あの中で何をしているのか分からないが、数分が過ぎ水柱が静かにひき、静かに男が姿を見せた。そこに、火渦子の姿は無く、男の手には一枚のカードが握られていた。見慣れた茶色の背表紙に白線で描かれた星印。その中心には“封”の一文字。正しく、封術師が鬼獣を封じるカードだった。
「はぁ……今回は大分消耗したな……」
『そうですね……。しかし、まだやる事が……』
男が右手の中指に填めたリングから綺麗な女性の声が聞こえ、男が周囲を見回す。それに吊られ、私もゆっくりと周囲を見回す。
黒焦げた地面。
割れた窓ガラス。
校舎にも細かい亀裂が走っていた。
校内で派手にやりすぎた。それに、他の生徒にも顔を見られ、鬼獣の存在も知られてしまった。封術師としてこれほどの失態は無い。本来、封術師・ガーディアンは人に知られる事無く迅速に鬼獣を封印・討伐しなければならない。それが、この有様だ。奇襲だったなどと言うのは単なる言い訳にしかならない。

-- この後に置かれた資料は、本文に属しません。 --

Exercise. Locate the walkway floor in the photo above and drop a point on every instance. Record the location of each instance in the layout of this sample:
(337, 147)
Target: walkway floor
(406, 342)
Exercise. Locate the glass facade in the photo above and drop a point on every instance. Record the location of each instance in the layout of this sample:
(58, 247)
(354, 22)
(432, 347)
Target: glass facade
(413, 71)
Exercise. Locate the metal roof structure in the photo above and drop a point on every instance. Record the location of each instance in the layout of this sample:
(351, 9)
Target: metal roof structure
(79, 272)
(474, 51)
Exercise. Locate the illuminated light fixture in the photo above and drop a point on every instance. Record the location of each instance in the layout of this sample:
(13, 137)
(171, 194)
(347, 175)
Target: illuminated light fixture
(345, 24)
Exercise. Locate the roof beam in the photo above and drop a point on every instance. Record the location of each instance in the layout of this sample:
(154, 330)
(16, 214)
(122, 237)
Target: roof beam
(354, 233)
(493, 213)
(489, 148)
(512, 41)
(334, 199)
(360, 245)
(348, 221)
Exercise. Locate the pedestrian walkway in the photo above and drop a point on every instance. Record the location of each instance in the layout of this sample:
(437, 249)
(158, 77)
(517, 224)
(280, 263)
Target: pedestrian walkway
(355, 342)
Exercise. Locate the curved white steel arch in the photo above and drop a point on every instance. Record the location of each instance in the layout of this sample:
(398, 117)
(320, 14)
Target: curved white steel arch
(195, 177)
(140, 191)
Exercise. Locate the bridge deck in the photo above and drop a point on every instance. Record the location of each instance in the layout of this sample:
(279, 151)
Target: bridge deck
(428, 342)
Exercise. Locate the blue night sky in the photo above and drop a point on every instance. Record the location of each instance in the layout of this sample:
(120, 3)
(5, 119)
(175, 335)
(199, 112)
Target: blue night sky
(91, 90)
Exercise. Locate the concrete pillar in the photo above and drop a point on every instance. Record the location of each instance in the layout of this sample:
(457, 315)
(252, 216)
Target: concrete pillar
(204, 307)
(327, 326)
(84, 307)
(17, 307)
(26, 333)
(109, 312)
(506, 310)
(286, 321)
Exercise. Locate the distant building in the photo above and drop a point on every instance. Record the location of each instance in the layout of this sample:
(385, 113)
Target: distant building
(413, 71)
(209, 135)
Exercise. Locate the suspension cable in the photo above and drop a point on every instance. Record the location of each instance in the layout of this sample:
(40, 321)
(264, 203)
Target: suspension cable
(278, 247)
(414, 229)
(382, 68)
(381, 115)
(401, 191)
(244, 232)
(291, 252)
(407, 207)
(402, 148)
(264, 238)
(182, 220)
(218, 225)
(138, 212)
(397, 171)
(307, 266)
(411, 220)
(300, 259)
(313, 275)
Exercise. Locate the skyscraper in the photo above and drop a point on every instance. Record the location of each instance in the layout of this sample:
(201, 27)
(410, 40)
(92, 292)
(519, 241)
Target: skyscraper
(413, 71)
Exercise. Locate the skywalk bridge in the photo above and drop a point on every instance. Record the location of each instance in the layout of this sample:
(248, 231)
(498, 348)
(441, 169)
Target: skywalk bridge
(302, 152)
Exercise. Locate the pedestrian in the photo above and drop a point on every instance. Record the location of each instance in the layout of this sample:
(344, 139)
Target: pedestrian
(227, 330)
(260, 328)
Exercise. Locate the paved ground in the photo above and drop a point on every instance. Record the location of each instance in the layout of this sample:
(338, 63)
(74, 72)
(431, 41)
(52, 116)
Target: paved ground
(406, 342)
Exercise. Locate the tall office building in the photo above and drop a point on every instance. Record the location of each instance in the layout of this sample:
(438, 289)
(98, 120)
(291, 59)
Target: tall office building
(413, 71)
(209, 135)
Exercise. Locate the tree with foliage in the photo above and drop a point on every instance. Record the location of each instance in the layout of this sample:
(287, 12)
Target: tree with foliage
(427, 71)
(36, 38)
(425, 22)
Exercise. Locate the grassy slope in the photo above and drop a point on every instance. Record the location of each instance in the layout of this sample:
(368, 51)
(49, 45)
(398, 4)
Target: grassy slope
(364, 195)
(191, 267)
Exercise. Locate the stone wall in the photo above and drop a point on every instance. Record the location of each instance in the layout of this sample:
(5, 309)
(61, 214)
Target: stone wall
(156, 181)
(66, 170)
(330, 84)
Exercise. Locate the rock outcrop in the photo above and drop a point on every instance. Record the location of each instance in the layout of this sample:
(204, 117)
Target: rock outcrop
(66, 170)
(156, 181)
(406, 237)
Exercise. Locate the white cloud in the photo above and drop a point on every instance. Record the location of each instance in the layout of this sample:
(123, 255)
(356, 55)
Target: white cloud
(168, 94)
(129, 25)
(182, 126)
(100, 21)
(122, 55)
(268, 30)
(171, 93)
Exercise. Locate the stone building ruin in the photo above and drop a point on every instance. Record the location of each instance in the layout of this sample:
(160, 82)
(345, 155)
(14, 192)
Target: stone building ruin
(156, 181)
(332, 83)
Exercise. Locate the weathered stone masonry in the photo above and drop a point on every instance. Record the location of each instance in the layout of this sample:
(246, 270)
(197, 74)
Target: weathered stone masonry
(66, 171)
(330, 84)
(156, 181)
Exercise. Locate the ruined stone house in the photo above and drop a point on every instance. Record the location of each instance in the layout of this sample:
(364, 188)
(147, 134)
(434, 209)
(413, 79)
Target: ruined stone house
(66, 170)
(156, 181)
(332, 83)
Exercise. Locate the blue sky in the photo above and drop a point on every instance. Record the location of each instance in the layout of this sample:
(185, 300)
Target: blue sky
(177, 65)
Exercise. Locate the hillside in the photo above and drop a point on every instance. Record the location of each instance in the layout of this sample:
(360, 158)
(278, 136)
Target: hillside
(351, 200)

自分が情けない。私を信じてくれた師匠にも、合わせる顔が無い。
ゆっくりと晃の傷を癒しながら両肩を落としていると、男が私の前で足を止めた。
「雪国愛……であってるよな?」
「それが何。今はそっとして置いて」
「なら、琴音は何処かだけでも教えて欲しいんだが?」
突如男が口にした師匠の名に、驚き顔を見据える。すると、男も私の目を真っ直ぐに見据え、
「俺は彼女とはちょっとした知り合いでね。それで、今日は彼女に話があったんだけど……」
男が腕を組み空を見上げる。意味深なセリフにふと、先刻の事を思い出す。
「そ、そうだ! し、師匠!」
叫び勢いよく立ち上がるが、すぐに目眩と脱力感に襲われ前方へと倒れた。だが、私の体は男の右手で確りと抱え込まれ、
「大丈夫か? 君は体力の消耗が激しい。あんまり無理をするのは良くないぞ?」
「でも、師匠が!」
「その様子だと、君と琴音にも何かあったんだね?」
落ち着いた口調でそう言う男に、私は先刻の出来事を全て話した。組織に監禁された事、師匠が組織のメンバーと戦ってる事を。